【苏棠私人工作室】时间:【周五,19:15】
苏棠把最后一条干净毛巾叠好放进消毒柜时,门铃响了。
比她预定的时间晚了十五分钟。她瞥了一眼手机,上面躺着一条五分钟前发来的消息,“抱歉,临时会议拖了,七点一刻到。陈默。”
措辞干净,没有多余的客套,连道歉都带着某种理所当然的效率。
她走到门口,拉开门的瞬间,走廊里的声控灯正好亮起来。
男人站在暖黄色的灯光下,深灰色西装,领带松了两指,左手拎着公文包,右手还攥着手机。
肩线挺括,但肩胛骨之间的位置微微前倾,长期伏案的职业病,她一眼就能看出来。
“苏老师?”他抬眼看过来。
苏棠在按摩这行做了六年,见过太多男人在她开门的第一秒就用眼神把她从头到脚验了一遍。
这位没有。
他的目光直接落在她眼睛上,停留了一瞬,然后微微点头,像是在法庭上确认了对方的身份。
“陈律师。进来吧。”
她侧身让开通道,注意到他换鞋时弯了一下腰,左手下意识扶了一下后腰。L4-L5区域,她在心里打了个标记。

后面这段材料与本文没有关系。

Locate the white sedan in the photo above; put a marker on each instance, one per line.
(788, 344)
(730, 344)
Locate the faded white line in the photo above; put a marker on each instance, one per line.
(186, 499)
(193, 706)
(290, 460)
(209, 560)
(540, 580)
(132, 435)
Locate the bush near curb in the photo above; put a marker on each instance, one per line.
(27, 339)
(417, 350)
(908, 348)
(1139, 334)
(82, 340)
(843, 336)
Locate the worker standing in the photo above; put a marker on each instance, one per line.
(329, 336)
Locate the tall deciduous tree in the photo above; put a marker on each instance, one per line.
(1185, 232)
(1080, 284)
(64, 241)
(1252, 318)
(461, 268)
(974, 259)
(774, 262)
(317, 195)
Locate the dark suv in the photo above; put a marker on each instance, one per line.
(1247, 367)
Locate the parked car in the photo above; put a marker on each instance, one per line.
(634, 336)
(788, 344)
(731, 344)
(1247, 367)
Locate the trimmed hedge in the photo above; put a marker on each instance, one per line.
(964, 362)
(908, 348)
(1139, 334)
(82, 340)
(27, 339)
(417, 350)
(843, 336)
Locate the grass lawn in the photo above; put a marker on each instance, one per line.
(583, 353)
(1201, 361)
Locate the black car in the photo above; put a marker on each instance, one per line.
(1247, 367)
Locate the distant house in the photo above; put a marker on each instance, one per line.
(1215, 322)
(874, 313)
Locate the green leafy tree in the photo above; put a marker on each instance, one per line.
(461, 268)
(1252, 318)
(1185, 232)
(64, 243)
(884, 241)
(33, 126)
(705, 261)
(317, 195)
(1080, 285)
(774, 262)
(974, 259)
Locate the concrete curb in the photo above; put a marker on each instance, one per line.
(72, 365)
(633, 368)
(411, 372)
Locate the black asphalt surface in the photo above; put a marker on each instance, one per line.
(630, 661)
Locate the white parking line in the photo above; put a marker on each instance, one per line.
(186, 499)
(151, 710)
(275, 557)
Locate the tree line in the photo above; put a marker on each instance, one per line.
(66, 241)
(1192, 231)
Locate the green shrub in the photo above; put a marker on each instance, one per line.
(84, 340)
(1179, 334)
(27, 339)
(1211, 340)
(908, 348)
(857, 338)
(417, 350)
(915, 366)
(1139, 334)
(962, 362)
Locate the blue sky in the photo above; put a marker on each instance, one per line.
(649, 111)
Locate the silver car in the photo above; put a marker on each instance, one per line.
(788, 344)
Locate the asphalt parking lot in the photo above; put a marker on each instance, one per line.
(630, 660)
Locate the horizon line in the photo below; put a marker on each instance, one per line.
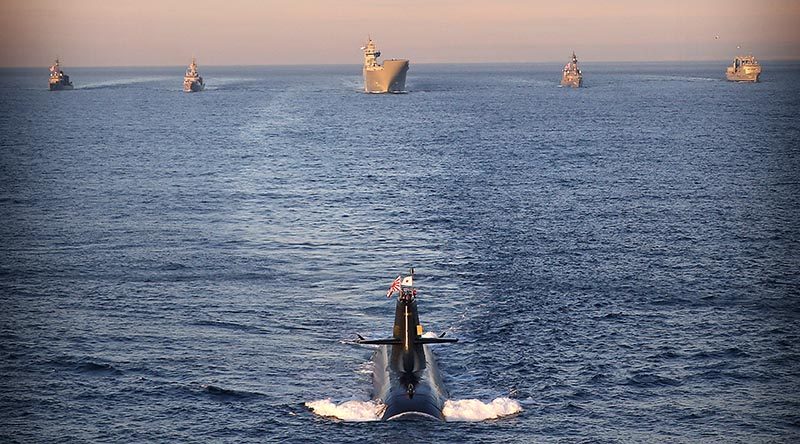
(768, 59)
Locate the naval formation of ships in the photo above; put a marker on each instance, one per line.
(390, 76)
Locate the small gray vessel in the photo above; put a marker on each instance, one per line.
(744, 69)
(192, 81)
(58, 80)
(572, 75)
(389, 77)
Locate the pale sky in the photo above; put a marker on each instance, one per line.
(266, 32)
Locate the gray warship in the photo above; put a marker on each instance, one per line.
(572, 76)
(389, 77)
(192, 81)
(744, 69)
(58, 80)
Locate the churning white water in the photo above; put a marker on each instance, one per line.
(454, 410)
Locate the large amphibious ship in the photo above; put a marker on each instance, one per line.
(389, 77)
(192, 81)
(58, 80)
(744, 69)
(572, 75)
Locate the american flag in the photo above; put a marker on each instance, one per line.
(395, 287)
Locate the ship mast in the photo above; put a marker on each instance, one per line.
(371, 54)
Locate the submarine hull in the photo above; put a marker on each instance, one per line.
(390, 384)
(390, 77)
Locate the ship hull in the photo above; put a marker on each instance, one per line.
(193, 86)
(60, 87)
(750, 77)
(572, 81)
(390, 384)
(391, 77)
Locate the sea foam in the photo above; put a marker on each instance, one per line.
(454, 410)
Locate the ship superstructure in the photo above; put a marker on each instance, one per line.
(381, 78)
(192, 81)
(58, 80)
(572, 75)
(744, 69)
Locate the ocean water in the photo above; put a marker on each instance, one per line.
(620, 261)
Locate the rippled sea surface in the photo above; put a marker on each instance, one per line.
(621, 259)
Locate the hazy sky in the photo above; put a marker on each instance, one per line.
(256, 32)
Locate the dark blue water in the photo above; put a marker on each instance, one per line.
(621, 259)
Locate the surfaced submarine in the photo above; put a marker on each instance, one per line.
(406, 377)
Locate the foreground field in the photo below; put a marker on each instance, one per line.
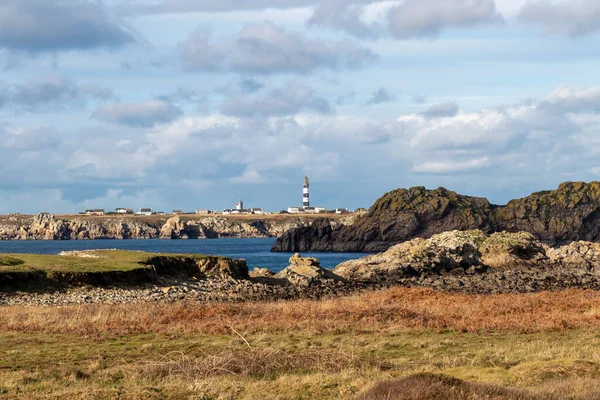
(546, 344)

工作室不大,一百二十平改成三室一厅的格局,她把最大的那间做成了按摩室,另外两间一间是接待区,一间自己住。
装修是她自己盯的,原木色地板,米白墙面,精油扩香器里飘着佛手柑混檀木的气味。
陈默站在接待区的茶几前,没有急着坐下,而是用眼神扫了一圈整个空间。
不是那种四处打量的好奇,而是一种不动声色的判断,像在评估一个陌生的环境,快速标记出口、光线、距离。
律师的职业习惯,她想。
“周律师介绍你来的?”苏棠从消毒柜里取出按摩巾,朝按摩室偏了一下头,示意他跟上。
“周启明。他说你手法可以杀人。”陈默把西装外套脱下来,拎在手里犹豫了一秒。
“给我吧。”苏棠接过去挂在衣架上,“脱到只剩内裤,趴上去。那张床。”
她转身去调精油的配比,背对着他,听见皮带扣解开的金属声,然后是西裤拉链滑下的声响。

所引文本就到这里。